ラジオにしても、カセットテープレコーダーにしても、カメラ、オーディオ、シンセサイザー、ビデオデッキ、パソコンに至るまで、多分、仕事でもないのに、それらを手にしたいと思い、スペックなんかを調べたりして、手にして興奮したりする、その欲望の大きな要因になるのは、ずっとデザインだったと思う。何だかカッコイイというのは、機械を弄るための重要なポイント。

ソニーの音楽用ビデオカメラ「HDR-MV1」を最初に見た時に思ったのは、「カッコいい」ということで、それがどういうスペックかを知る前に欲しいと思った。ウォークマンが発売された時も、クリエが発売された時もそうだったと思い出して、ソニー製品に対して、その感じになるのは随分久しぶりだと思った。

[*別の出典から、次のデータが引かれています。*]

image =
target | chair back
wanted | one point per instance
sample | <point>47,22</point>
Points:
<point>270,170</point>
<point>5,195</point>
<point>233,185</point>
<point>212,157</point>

「HDR-MV1」のマイク部分にはカバーが付いていない。形はビデオカメラというより、デジタルレコーダーに近く、モニターの位置も本体に直付けで可動しないので、撮影時にどんな風に画面を確認するのかがよく分からない。その1つひとつがカッコいいと思ったのだ。それは多分、そんな形のビデオカメラは今までなかったということなのだ。そして、よく分からないけれど、とても無駄がないように感じたこと。マイク部分のゴツイ感じと、本体部分のスッキリした感じの対照も面白い。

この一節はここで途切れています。